In advance of the new school year earlier this month, North Korean parents opened their wallets to buy their children quality school supplies and merchants stocked up on high-quality items to entice consumers to their stores.
Schools in North Korea start their first semester on April 1, around one month later than schools in South Korea. North Korean sources told Daily NK recently that even in a place like North Korea where people sometimes struggle to buy enough food, they will spare no expense to get the necessary school supplies – including notebooks, pencils, crayons, and pencil boxes.
Parents will spend 50, 60 or even 70 dollars for their children who are starting elementary or middle school, according to the sources. In Pyongyang, parents flock to school supply “corners” in department stores, but in the provinces, most people buy their supplies at the markets.
“Parents flocked to school supply stalls in the markets to buy everything their kids need for school,” a source in Ryanggang Province told Daily NK.
“It’s common for parents to buy their kids new school supplies when they enter elementary school or move up to middle or high school. Those households who are relatively financially stable can spend a great deal of money.”
Market merchants are enticing customers through bundled school supplies sold at lower prices than normal.
In South Korea, parents and relatives spend hundreds of dollars for students entering elementary school to buy them book bags, school supplies, desks, clothes and smartphones. The phrase “ten pockets” has become a popular term to describe how relatives – from aunts and uncles to grandparents – all open up their wallets to pay for a single child’s education.
Premium school bags have become popular and the Randoseru bag going for over 1,000 US dollars (a favorite of Japanese elementary school students) is usually sold out a few months before school starts.
North Korean parents are also increasing their spending on school supplies as they are having fewer kids on average, a stronger desire to invest in education and the opportunity to buy better quality products. The bags and school supplies produced by Pyongyang’s Yongbong School Supply Factory are generally considered better quality than most Chinese-made school supplies.

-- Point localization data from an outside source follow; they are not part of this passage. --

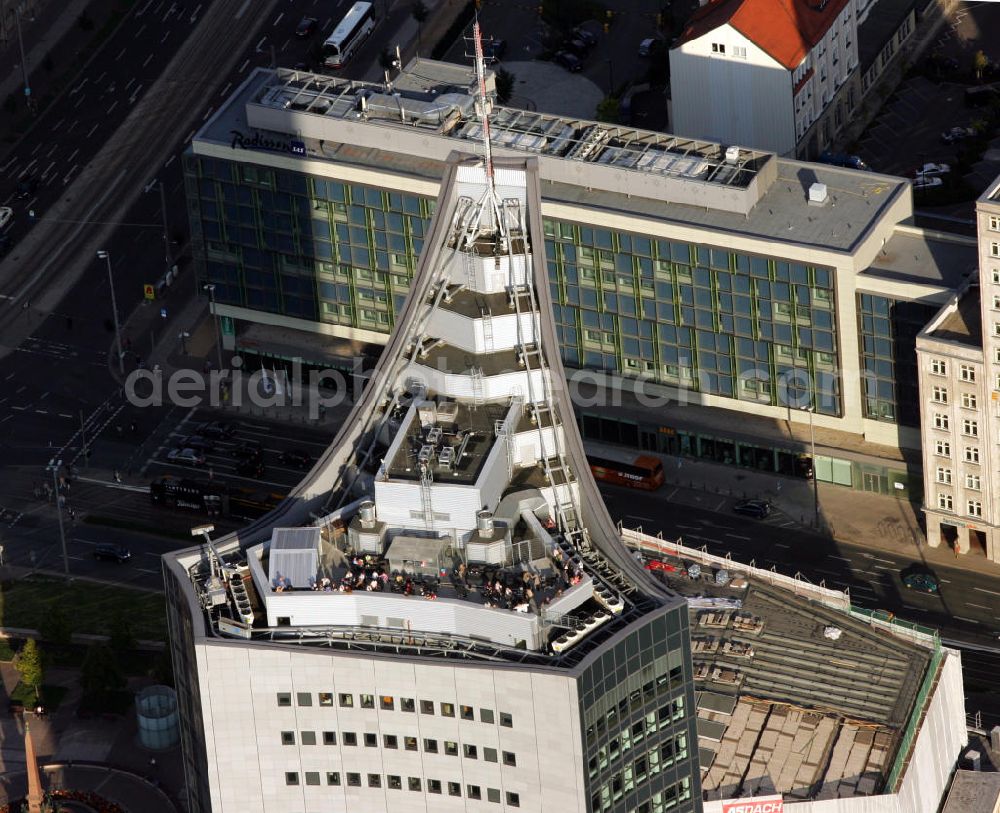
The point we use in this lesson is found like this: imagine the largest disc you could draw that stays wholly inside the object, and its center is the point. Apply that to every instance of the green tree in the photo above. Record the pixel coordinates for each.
(55, 626)
(609, 109)
(419, 12)
(100, 673)
(121, 634)
(505, 85)
(979, 63)
(29, 665)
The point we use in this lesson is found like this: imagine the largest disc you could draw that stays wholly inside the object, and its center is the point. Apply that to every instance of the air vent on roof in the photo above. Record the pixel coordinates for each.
(817, 194)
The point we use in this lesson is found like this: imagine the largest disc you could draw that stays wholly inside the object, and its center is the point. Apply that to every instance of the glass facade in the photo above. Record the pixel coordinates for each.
(636, 704)
(887, 333)
(706, 318)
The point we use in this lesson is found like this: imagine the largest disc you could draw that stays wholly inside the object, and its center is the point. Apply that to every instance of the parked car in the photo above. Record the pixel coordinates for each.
(248, 450)
(569, 61)
(198, 443)
(306, 27)
(109, 552)
(220, 430)
(932, 169)
(758, 509)
(493, 51)
(295, 457)
(954, 134)
(186, 457)
(923, 581)
(927, 182)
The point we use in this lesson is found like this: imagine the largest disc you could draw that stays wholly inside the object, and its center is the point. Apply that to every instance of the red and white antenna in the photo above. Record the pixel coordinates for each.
(484, 119)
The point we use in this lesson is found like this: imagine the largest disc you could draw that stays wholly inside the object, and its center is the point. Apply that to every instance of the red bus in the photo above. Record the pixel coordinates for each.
(644, 471)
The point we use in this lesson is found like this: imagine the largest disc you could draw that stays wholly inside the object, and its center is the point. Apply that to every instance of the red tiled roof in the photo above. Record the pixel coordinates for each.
(785, 29)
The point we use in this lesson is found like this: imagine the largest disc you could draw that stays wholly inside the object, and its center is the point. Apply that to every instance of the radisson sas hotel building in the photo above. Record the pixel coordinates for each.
(729, 279)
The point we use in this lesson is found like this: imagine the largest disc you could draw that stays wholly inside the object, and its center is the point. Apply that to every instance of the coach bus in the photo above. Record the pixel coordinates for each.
(622, 469)
(350, 32)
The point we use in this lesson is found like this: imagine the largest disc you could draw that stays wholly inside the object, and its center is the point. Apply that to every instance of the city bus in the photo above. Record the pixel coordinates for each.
(350, 32)
(643, 471)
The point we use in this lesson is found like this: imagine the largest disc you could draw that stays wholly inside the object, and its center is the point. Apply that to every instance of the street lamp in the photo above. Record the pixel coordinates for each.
(104, 255)
(812, 452)
(218, 336)
(54, 466)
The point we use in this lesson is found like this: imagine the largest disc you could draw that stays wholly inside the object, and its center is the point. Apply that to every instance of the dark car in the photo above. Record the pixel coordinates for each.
(919, 579)
(295, 457)
(758, 509)
(108, 552)
(569, 61)
(250, 467)
(306, 27)
(248, 450)
(218, 430)
(198, 443)
(494, 50)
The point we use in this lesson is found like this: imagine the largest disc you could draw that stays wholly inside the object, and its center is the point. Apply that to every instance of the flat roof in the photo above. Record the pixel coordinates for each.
(857, 198)
(812, 714)
(963, 323)
(910, 255)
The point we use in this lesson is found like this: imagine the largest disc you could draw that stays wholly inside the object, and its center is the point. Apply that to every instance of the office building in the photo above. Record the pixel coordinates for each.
(725, 279)
(441, 616)
(959, 366)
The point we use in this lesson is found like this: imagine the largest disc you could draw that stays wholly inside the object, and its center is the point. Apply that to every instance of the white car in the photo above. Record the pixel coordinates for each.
(933, 169)
(186, 457)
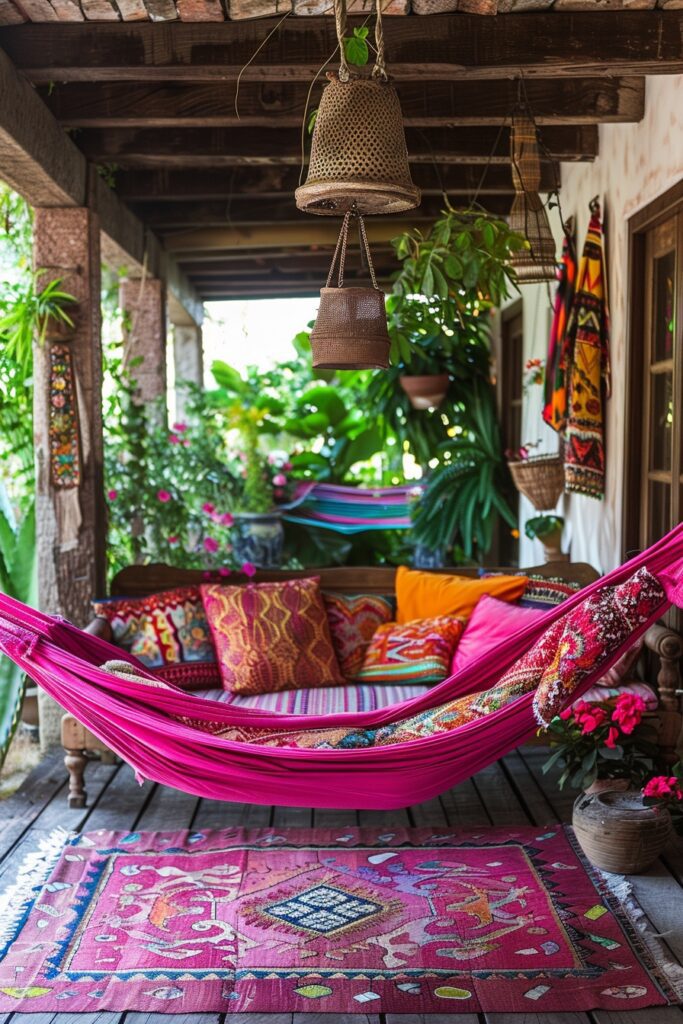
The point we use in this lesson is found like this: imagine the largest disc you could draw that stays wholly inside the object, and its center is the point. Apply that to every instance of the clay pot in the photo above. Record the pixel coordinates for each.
(617, 833)
(427, 391)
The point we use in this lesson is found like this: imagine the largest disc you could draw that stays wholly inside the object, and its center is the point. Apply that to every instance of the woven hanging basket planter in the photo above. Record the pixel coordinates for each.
(528, 216)
(540, 478)
(426, 391)
(350, 330)
(358, 159)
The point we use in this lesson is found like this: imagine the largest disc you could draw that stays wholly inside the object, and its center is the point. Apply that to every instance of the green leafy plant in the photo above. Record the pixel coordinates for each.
(17, 578)
(464, 258)
(592, 741)
(464, 496)
(26, 311)
(543, 525)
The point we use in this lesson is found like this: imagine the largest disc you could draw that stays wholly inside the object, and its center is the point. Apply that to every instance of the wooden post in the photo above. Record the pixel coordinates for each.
(71, 555)
(143, 302)
(188, 364)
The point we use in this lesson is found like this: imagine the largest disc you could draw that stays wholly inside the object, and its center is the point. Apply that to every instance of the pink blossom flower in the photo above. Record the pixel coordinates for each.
(663, 786)
(612, 736)
(629, 712)
(589, 717)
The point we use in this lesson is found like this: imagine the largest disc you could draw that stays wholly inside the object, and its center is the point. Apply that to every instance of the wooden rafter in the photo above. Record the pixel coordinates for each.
(465, 47)
(173, 184)
(202, 147)
(282, 104)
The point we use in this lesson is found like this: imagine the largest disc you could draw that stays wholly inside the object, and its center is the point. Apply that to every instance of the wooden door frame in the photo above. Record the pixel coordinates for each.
(665, 206)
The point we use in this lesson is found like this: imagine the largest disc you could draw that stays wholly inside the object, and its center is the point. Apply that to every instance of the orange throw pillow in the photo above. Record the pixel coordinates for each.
(428, 595)
(271, 636)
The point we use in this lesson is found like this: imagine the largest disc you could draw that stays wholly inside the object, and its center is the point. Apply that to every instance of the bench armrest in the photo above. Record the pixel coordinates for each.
(668, 645)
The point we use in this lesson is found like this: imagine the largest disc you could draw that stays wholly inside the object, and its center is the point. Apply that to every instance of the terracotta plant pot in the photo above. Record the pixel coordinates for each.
(427, 391)
(617, 833)
(259, 538)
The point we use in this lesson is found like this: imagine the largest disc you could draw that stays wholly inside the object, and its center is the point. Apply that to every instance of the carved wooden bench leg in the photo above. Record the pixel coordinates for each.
(76, 762)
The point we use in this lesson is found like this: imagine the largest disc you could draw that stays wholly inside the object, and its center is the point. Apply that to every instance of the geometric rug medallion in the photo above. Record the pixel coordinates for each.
(329, 921)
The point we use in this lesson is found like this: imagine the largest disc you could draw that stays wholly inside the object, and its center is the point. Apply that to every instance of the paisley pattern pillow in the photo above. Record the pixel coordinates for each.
(353, 622)
(420, 651)
(165, 630)
(271, 636)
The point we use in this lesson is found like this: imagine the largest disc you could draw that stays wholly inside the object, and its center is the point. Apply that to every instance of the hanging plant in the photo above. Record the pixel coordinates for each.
(465, 257)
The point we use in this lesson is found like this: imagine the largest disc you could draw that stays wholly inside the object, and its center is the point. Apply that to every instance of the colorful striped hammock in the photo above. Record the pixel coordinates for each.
(352, 510)
(187, 741)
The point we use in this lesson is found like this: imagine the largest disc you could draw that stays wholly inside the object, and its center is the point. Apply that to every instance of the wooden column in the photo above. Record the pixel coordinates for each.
(188, 364)
(72, 557)
(143, 302)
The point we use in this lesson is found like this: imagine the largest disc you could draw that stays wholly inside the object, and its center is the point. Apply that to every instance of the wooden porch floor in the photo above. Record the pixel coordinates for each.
(512, 792)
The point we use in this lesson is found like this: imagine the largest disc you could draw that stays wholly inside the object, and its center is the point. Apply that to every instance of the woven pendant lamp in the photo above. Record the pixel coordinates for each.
(528, 216)
(350, 330)
(358, 157)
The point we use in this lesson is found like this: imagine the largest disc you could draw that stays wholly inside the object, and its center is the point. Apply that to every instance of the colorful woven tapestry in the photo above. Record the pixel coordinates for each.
(555, 394)
(65, 449)
(588, 370)
(327, 921)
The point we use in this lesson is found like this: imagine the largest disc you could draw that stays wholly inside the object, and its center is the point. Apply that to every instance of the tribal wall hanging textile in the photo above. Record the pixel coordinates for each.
(555, 388)
(588, 369)
(65, 444)
(348, 920)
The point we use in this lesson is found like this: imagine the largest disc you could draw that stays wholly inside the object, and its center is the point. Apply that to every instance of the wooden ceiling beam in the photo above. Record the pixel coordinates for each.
(143, 185)
(202, 147)
(281, 104)
(169, 216)
(453, 48)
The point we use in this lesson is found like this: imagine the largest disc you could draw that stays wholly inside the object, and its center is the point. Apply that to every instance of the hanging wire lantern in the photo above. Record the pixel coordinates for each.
(528, 215)
(358, 156)
(350, 330)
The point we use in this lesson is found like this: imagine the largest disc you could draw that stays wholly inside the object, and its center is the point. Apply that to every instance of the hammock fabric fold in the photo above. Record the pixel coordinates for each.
(172, 736)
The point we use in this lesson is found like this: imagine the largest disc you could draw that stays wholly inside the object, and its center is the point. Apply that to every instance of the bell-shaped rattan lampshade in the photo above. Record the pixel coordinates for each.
(528, 216)
(358, 158)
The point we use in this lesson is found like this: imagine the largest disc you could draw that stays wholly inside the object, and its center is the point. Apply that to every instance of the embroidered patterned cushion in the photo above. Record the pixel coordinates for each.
(591, 632)
(426, 595)
(542, 592)
(418, 652)
(271, 636)
(353, 622)
(168, 632)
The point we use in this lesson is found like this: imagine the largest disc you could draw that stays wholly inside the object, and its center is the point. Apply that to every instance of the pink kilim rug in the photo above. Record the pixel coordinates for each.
(358, 921)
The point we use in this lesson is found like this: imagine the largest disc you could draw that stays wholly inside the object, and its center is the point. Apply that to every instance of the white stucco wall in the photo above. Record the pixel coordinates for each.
(636, 164)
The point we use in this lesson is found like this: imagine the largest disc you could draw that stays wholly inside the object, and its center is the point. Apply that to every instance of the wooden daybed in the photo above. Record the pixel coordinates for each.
(660, 668)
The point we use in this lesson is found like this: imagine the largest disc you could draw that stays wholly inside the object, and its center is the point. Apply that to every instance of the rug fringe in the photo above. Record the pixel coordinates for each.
(15, 902)
(622, 889)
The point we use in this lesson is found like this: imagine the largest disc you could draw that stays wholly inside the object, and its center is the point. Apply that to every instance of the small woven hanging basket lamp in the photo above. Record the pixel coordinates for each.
(350, 331)
(528, 216)
(358, 159)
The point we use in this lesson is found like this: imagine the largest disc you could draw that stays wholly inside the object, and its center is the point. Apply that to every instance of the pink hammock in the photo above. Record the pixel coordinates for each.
(141, 723)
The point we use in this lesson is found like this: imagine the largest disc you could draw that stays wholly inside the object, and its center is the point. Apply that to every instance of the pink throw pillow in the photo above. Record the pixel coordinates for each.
(491, 625)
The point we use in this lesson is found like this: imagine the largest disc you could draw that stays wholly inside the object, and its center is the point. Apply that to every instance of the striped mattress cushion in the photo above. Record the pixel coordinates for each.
(328, 700)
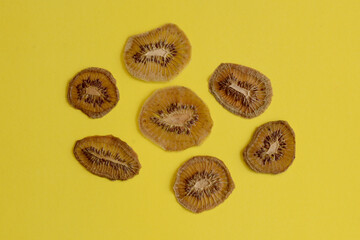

“Parents spend 50 to 70 dollars on school supplies for one child,” a source in North Hamgyong Province said. “Even those living in the provinces are spending more and more on book bags, color pens, rulers, protractors and other supplies for their kids, although the level of spending hasn’t reached that of Pyongyang yet.”
Many North Korean children, however, are not the recipients of such school supplies. Households that struggle to survive have difficulty just sending their kids to school due to the poor conditions in the education system and the costs involved. The only things provided for free by the schools are school uniforms and textbooks.
“Notebooks now look better, the quality of pencils has improved and the lead doesn’t fall out anymore,” said a source in South Pyongan Province. “The quality of products manufactured by light industry facilities has increased, leading to more North Korean consumers wanting these products.”